Consider the trend if...
If your number one goal for the big day is to keep stress to a minimum, choosing to forego attendants could be a big help. With no schedules to arrange, conflicting fashion senses to satisfy, or lengthy "reminder!" emails to write, your planning process just got a whole lot simpler. "It is rare to have a drama free, work free, stress free wedding party," says Meyer. "Rather than risk it more and more couples are just letting go of the official roles of the wedding party but keeping the fun parts of it so everyone is happy."
You're on a budget.
Everyone knows being a bridesmaid can often be an expensive endeavor.
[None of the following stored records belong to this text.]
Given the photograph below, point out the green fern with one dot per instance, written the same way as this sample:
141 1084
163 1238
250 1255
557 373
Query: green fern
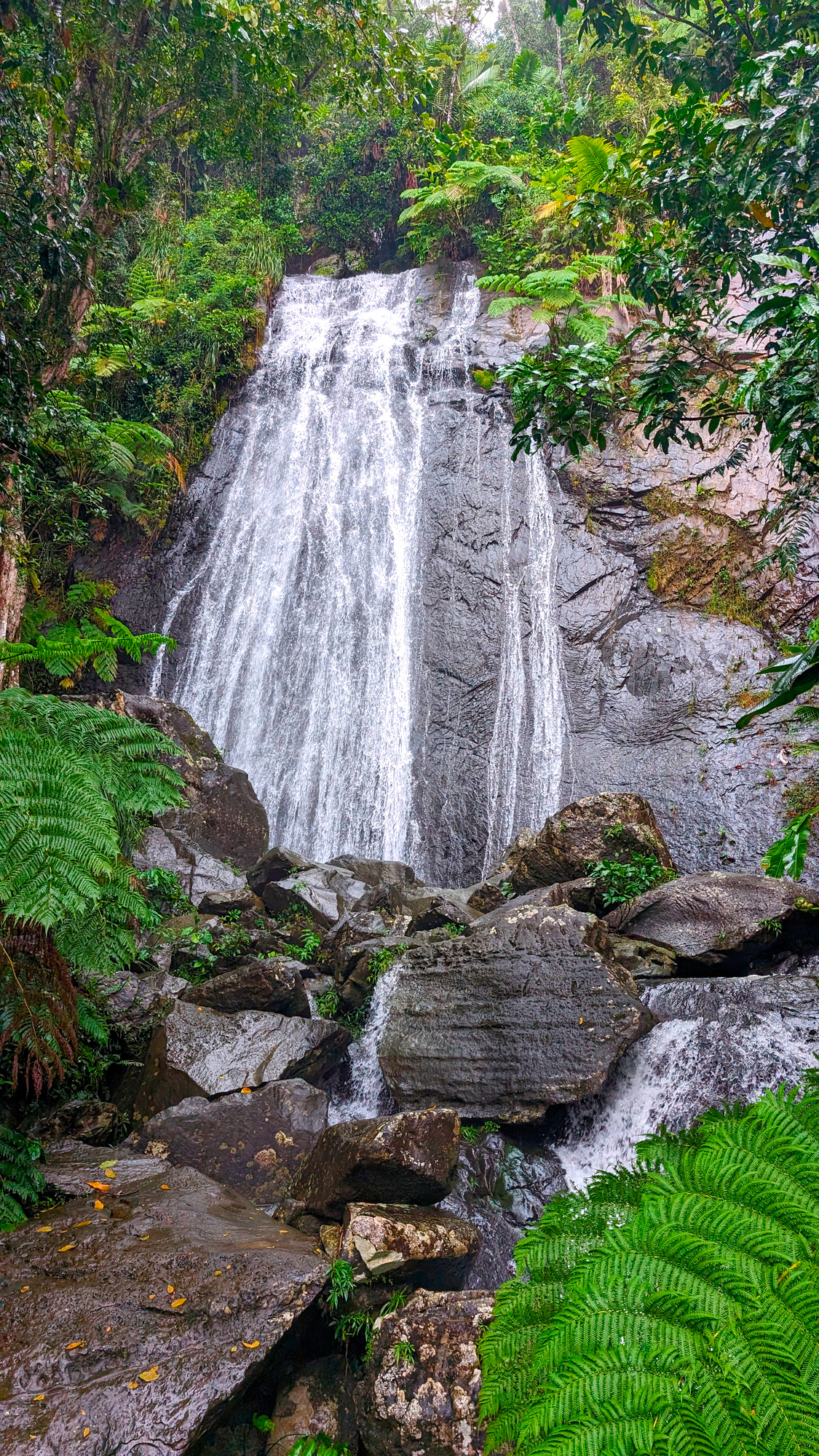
21 1180
675 1308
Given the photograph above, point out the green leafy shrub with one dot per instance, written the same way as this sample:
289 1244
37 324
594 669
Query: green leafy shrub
21 1180
78 786
627 880
672 1308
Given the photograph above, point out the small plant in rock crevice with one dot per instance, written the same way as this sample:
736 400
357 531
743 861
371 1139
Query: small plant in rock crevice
622 882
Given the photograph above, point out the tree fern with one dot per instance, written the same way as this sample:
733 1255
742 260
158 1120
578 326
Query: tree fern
21 1180
672 1310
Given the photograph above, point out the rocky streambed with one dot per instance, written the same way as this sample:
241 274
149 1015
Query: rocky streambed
334 1062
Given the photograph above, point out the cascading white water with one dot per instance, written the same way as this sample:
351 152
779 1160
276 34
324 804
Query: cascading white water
305 660
368 1094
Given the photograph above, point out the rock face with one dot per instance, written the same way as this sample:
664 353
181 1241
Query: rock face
318 1401
264 985
207 1053
384 1240
429 1406
713 917
122 1321
410 1158
608 826
528 1011
254 1142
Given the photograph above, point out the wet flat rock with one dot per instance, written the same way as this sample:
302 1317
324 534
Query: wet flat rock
254 1142
119 1318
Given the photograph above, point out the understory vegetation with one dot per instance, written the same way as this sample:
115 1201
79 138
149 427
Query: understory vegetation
672 1308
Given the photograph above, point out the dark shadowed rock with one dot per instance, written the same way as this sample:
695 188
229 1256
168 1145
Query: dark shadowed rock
526 1011
124 1326
378 871
318 1400
254 1142
716 917
75 1168
429 1406
384 1240
608 826
205 1052
408 1158
85 1120
264 985
502 1190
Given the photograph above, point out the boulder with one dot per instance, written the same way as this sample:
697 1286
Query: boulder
408 1158
382 1240
324 893
266 985
205 1053
528 1011
139 1323
318 1400
85 1120
75 1168
716 918
502 1189
375 873
254 1142
608 826
429 1404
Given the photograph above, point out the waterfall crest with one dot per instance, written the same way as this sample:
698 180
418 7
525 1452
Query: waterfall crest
308 653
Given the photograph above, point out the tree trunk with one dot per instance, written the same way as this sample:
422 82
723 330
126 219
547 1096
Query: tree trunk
12 580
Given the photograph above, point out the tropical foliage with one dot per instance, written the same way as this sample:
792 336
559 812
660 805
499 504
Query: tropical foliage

But Emily Peterson, owner of Emily Weddings Inc., points out something most don't realize: It's more expensive for the bride and groom, too! "For the couple, it allows them to save money by not purchasing bouquets, bridal party gifts, and additional party expenses." If you're a bride on a tight budget, it might make sense to eliminate the bridal party—plus, sparing your friends the expense that comes along with bridesmaid duties makes it a win/win for all involved.
You want no distractions.
This is a day about you and your future spouse. While it's nice to recognize the friends and family who supported you along the way, it's not mandatory. "This day is all about celebrating your love and commitment to one another and that is the most important detail," reminds Peterson. If standing up at the altar with only your betrothed helps keep you both present and focused on each other, then what friend could possibly object?